Projeto de Arquitetura I  | 2014
Projeto de Arquitetura II, Ateliê Integrado I  | 2015
Projeto Optativo de Habitação de Interesse Social | 2016.1 – atualmente

 

Bio

Sou professora associada da FAU-UFRJ, desde 1996, e membro docente permanente do Programa de Pós-graduacao em Urbanismo – PROURB, desde 2002. Em 1992 concluí a especialização em sociologia urbana pelo IFCH/UERJ, em 1995 me tornei mestre em arquitetura pelo PROARQ/UFRJ e, em 2002, obtive o doutorado em Geografia pelo PPGG/UFRJ. De dezembro de 2005 a novembro de 2006, desenvolvi pesquisa de pós-doutorado sobre espaços públicos de conjuntos habitacionais (Siedlungen) em Berlim, junto à BAUHAUS Universität Weimar, com bolsa do PROBAL/CAPES-DAAD. Atualmente, com bolsa do CNPq, junto ao Laboratório Urbano, do PPG-AU da UFBA, desenvolvo a pesquisa de pós-doutorado intitulada “A Moradia Popular e a Metrópole no Contexto Atual: perspectivas para a construção de uma escola de [trans]formação urbana”. Sou bolsista de produtividade 2, pelo CNPq, no momento suspensa, devido ao pós-doutorado. Coordeno o Núcleo de atividades de ensino, pesquisas e extensão sobre o Morar – [na]Morar (anteriormente designado como CiHabE), com o desenvolvimento de várias pesquisas sobre habitação popular, especialmente ocupações residenciais urbanas, favelas e conjuntos habitacionais. Sou membro do CATÁLISE, coletivo de assessoria técnica a movimentos de lutas pela moradia, que reúne diversos grupos de pesquisa da UFRJ e outras organizações. Entre 2007 e 2010, assessorei a organização de arquitetos Chiq da Silva, no desenvolvimento de projetos apoiados pelos governos estadual e federal para ocupações no Rio de Janeiro.
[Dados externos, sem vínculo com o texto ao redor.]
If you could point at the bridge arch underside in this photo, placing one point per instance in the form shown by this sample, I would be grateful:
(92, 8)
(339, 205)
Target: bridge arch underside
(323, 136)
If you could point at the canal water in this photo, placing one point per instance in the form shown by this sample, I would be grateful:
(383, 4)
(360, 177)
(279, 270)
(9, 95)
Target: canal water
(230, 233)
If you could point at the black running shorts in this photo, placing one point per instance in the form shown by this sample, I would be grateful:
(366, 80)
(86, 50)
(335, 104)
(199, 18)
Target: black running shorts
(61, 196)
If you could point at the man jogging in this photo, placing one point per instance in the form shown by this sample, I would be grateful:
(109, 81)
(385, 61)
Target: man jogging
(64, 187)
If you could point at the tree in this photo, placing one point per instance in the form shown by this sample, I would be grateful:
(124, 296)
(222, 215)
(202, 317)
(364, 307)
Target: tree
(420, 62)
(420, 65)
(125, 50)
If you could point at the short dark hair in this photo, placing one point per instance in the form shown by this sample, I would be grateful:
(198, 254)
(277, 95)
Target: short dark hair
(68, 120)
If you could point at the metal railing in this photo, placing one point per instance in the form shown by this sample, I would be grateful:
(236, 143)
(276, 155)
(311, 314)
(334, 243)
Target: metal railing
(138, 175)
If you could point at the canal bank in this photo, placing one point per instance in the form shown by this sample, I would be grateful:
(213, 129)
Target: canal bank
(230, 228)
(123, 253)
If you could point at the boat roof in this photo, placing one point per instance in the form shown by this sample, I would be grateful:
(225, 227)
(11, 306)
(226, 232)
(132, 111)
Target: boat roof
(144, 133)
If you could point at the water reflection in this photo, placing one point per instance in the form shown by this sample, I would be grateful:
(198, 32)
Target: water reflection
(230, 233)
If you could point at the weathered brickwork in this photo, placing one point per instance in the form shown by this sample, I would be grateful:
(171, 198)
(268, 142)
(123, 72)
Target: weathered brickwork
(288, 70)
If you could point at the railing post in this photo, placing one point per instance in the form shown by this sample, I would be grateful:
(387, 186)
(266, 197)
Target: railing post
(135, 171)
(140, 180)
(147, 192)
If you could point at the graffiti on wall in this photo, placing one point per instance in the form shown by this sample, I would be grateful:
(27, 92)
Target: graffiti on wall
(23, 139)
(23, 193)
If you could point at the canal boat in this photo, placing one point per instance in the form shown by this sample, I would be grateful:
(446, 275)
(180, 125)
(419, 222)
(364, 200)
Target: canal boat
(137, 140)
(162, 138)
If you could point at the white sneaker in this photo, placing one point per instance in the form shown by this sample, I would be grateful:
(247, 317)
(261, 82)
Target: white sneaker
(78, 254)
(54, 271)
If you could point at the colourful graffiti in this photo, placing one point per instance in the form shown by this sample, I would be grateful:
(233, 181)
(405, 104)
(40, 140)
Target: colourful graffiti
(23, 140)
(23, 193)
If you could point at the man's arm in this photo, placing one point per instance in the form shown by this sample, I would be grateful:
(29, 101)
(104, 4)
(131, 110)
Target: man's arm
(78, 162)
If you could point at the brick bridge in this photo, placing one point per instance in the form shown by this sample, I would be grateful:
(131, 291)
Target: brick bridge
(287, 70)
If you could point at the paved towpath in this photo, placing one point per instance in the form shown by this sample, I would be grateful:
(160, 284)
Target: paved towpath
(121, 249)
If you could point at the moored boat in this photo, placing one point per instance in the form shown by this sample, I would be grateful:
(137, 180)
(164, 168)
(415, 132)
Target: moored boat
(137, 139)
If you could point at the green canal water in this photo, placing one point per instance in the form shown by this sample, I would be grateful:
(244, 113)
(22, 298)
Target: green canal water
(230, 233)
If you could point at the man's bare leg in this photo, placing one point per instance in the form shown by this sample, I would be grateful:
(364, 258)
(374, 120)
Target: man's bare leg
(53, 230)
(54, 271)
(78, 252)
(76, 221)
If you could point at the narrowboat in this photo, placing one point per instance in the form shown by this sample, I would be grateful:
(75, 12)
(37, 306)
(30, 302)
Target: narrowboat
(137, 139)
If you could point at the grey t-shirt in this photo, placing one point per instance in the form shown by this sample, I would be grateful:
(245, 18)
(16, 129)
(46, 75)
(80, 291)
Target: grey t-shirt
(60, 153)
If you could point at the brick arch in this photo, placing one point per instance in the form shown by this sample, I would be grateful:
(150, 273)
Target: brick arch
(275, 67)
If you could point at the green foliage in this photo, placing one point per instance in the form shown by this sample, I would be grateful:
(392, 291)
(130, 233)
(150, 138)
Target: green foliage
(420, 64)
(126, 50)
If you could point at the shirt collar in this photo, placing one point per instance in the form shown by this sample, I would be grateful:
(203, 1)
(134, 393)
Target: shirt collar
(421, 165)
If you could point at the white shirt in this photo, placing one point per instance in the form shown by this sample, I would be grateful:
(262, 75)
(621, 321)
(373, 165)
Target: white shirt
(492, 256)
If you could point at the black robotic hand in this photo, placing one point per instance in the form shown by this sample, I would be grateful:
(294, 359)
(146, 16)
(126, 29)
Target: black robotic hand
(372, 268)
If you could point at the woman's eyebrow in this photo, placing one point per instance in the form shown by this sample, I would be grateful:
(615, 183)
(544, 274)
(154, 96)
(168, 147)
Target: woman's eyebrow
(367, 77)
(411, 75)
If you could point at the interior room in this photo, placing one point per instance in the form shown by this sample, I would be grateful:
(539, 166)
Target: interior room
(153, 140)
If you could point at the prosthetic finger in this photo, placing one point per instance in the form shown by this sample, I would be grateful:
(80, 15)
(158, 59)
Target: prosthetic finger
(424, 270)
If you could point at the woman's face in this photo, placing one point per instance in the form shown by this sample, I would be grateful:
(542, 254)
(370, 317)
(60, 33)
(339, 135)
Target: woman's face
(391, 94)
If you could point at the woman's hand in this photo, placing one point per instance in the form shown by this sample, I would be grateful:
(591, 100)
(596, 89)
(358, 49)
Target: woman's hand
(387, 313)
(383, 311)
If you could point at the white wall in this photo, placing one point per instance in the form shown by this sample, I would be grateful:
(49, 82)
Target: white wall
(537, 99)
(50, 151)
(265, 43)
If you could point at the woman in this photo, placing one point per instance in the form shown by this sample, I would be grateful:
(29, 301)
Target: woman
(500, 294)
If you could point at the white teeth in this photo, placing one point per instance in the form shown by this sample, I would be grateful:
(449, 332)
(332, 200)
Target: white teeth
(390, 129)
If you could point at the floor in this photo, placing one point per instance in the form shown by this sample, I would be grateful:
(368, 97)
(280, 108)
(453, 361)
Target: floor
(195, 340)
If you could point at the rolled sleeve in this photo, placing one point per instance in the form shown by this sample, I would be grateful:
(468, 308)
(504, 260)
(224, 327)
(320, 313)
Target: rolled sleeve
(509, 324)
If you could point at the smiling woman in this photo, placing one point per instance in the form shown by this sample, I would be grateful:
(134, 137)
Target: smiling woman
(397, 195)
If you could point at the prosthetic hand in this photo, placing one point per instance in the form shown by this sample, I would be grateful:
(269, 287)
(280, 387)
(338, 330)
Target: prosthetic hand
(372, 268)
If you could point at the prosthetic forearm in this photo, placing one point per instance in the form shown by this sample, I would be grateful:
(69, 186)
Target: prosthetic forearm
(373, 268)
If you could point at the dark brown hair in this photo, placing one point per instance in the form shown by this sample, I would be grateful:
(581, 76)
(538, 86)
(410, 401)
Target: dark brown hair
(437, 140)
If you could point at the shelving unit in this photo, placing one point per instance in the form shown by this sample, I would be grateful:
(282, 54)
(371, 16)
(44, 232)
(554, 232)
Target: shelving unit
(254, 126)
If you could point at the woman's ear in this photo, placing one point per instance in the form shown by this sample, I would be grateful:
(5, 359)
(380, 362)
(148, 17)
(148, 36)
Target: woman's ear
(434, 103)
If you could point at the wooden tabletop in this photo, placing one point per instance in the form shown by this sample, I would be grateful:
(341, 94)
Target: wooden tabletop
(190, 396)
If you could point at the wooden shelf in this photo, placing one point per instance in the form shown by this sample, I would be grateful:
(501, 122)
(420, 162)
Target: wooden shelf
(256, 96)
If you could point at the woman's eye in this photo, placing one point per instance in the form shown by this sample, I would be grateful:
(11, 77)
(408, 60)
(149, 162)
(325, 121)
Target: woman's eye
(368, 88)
Entre 2011 e 2012, participei da elaboração do Plano Estadual de Habitação de Interesse Social do Estado do Rio de Janeiro. Orientei vários trabalhos e pesquisas premiados ou que receberam menção honrosa. Em 2018, coordenei a Visita de Estudos à Berlim para 15 estudantes de graduação, intitulada “Strategies and Tatics Toward Housing”. Esta visita durou 12 dias e foi financiada pelo DAAD, com recursos do Ministério de Relações Internacionais da Alemanha (Auswärtiges Amt – AA). Fui Sub-coordenadora de Ensino do PROURB (gestão 2008-2009) e desempenhei a função de coordenadora adjunta de doutorado do PROURB (gestão 2013-2014), além de participar de várias comissões.